THESE BEAUTIFUL MEN
BRIAN MAGUIRE
DATES
6 MARCH
—9 MAY 2026
Gallery 1 & 2 — These Beautiful Men
On Friday 6 March, Rua Red launches it's 2026 gallery programme with 'These Beautiful Men', a newly commissioned body of work and exhibition by artist Brian Maguire.
Since October 2025, Maguire has been drawing men temporarily residing at an International Protection Accommodation Services (IPAS) Centre, a primary reception and processing centre for international protection applicants.
Maguire and Rua Red established a temporary art studio within the IPAS centre where artist Michael Mangan runs workshops three times a week. While Brian draws portraits of the men, participants in Mangan’s workshop are invited to paint their understanding of home and hopes for the future. Maguire’s portraits will be presented in Rua Red's Gallery One, while Gallery Two will feature audio recordings of the men's experiences and journeys to Ireland.
Life in the IPAS centre is marked by transience and uncertainty. Residents are relocated to accommodation at other locations at very short notice, typically within three weeks of arrival. This ever-present condition of impermanence informs Maguire's drawings, which are rapid responses made in charcoal. The works underscore the urgency and fragility of the encounters on which they are based.

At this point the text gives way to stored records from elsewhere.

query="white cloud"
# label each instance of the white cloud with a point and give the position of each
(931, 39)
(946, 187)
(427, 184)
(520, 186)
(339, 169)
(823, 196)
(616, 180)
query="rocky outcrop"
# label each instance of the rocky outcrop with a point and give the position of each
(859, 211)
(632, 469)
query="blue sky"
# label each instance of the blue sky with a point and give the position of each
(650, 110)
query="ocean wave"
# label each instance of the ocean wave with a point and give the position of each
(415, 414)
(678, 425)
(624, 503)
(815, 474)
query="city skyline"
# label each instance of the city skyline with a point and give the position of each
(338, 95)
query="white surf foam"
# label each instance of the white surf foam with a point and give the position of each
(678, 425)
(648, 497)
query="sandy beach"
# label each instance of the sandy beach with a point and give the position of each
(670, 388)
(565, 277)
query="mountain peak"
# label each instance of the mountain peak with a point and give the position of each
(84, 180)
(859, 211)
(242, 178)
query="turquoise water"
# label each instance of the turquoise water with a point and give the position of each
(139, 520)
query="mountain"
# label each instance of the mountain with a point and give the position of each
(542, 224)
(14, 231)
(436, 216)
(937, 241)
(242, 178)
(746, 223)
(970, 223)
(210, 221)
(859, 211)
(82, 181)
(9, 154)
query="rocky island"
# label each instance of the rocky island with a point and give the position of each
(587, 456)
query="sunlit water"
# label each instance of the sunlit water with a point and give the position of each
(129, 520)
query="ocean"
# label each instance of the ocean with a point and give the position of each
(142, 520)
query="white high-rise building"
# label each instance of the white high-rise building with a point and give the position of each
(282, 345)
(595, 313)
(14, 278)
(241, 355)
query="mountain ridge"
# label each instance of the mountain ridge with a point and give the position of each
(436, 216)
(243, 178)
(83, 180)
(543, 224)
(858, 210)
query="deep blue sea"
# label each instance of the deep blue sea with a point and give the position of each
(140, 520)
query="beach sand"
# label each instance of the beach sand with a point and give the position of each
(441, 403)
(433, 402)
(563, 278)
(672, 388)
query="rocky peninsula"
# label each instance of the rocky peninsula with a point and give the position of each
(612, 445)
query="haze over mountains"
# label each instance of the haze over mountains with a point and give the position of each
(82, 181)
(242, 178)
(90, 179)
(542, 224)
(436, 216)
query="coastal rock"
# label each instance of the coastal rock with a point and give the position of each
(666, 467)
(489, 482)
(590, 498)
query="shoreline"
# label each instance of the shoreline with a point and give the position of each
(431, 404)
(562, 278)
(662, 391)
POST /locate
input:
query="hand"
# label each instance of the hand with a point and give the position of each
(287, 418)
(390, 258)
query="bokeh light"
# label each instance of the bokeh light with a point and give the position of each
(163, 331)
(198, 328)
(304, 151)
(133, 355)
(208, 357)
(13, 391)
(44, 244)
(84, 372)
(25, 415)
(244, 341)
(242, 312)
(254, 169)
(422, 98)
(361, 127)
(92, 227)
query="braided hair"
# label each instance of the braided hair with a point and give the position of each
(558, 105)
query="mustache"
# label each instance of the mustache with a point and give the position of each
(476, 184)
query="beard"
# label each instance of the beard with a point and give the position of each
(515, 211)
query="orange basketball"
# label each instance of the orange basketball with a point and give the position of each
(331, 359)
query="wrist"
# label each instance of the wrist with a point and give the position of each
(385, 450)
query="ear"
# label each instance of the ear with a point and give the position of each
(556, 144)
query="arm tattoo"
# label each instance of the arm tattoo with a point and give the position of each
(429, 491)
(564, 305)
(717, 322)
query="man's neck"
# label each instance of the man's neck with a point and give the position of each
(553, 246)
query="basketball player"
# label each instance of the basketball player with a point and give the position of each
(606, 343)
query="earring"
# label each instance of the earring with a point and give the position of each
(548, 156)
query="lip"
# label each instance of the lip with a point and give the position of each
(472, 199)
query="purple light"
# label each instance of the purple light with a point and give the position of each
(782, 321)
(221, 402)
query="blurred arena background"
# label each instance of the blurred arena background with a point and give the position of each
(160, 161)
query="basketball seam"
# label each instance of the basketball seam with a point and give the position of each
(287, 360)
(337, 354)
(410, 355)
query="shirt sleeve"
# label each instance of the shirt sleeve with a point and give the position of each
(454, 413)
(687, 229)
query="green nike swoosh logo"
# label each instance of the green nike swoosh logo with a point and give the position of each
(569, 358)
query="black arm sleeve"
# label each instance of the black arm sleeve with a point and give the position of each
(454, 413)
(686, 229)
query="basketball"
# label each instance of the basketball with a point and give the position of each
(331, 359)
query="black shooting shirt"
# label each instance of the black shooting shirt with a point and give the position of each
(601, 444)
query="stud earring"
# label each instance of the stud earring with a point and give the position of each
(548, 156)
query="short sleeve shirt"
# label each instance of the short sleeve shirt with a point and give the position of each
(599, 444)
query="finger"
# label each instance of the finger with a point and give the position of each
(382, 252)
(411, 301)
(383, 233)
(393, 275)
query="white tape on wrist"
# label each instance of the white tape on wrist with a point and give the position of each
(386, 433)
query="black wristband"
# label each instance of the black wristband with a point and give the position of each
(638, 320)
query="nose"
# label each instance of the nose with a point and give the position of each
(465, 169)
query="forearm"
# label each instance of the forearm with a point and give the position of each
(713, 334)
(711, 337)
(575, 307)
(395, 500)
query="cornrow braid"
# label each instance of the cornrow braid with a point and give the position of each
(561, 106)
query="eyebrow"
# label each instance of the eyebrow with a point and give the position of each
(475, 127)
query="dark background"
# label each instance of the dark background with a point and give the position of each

Central to Maguire's practice is an ethics of witnessing, developed through direct engagement with communities. Time spent listening, observing, and being present is fundamental to the work itself. In recent years, Maguire has travelled the world to highlight injustice and the precarity of life for vulnerable communities, working in Montana (2020-25), the Amazon (2022-23), Arizona/US-Mexico border (2021-22), South Sudan (2018), Aleppo, Syria (2017), the Mediterranean Sea (2016), Ciudad Juárez, Mexico (2008-2015), and São Paulo, Brazil (1998-2003) to name a few. Working in Ireland for the first time in many years, Maguire now turns his attention to those seeking international protection from some of the conflicts and conditions his work has previously addressed.
In a context where individuals are often reduced to statistics, Maguire's portraits consider what it means to be seen, acknowledged, and brought into representation. Each sitter is given agency and dignity.
The exhibition at Rua Red runs concurrently and in dialogue with the exhibition ‘Brian Maguire: Portraits— The Failure of the State’, currently on view at the Irish Arts Centre (IAC), New York. Both exhibitions, curated by Jonathan Cummins and Maolíosa Boyle, centre on portraiture as an act of sustained attention — a turning towards another person, their family, and community — and bearing witness through time spent looking and listening to their stories and experiences. These concerns resonate strongly here also in this new work with its emphasis on presence, encounter, and testimony.
As Art for Human Rights notes of Maguire’s practice: “His work isn't just about aesthetics or expression - it carries a clear purpose: to confront injustice head-on and serve as a vehicle through which real human stories reach the world."
These Beautiful Men will be launched by Nick Henderson, CEO of the Irish Refugee Council this Friday, 6 March at 6pm. 'These Beautiful Men' by Brian Maguire was commissioned by Rua Red South Dublin Arts Centre curated by Maolíosa Boyle and Jonathan Cummins, funded by The Arts Council Ireland, South Dublin County Council Arts Office and Rua Red South Dublin Arts Centre.
Brian Maguire lives and works in Dublin and Paris. Brian Maguire’s painting practice is driven by the struggle against inequality and violence, and the pursuit of justice. His process is foremost an act of solidarity, rehumanising his subjects and recentring the narratives of the disenfranchised. Social engagement plays a central role, leading him to work closely and interactively with refugees, survivors of warzones, incarcerated peoples, and local newsrooms in locations including Sudan, Syria, São Paulo and Ciudad Juárez.
Recent solo exhibitions include: Portraits — The Failure of the State, Irish Arts Center (IAC), New York (2026); La Grande Illusion, USF Contemporary Art Museum, Tampa, Florida (2025–26); Outrage: Missing and Murdered Indigenous People in Montana, Missoula Art Museum (MAM), USA (2025); La Grande Illusion, Hugh Lane Gallery, Dublin (2024-2025); Social Forms: Art as Global Citizenship, Converge 45, Portland (2023); Law of the Land, Kunsthall 3,14, Bergen, Norway (2023); The Clock Winds Down, Kerlin Gallery, Dublin (2023); In The Light Of Conscience, Missoula Art Museum, Montana (2022); North and South of the Border, Rhona Hoffman Gallery, Chicago (2022); Remains, Crawford Art Gallery, Cork, Ireland (2021); An Anatomy of Politics, Galerie Christophe Gaillard, Paris (2021).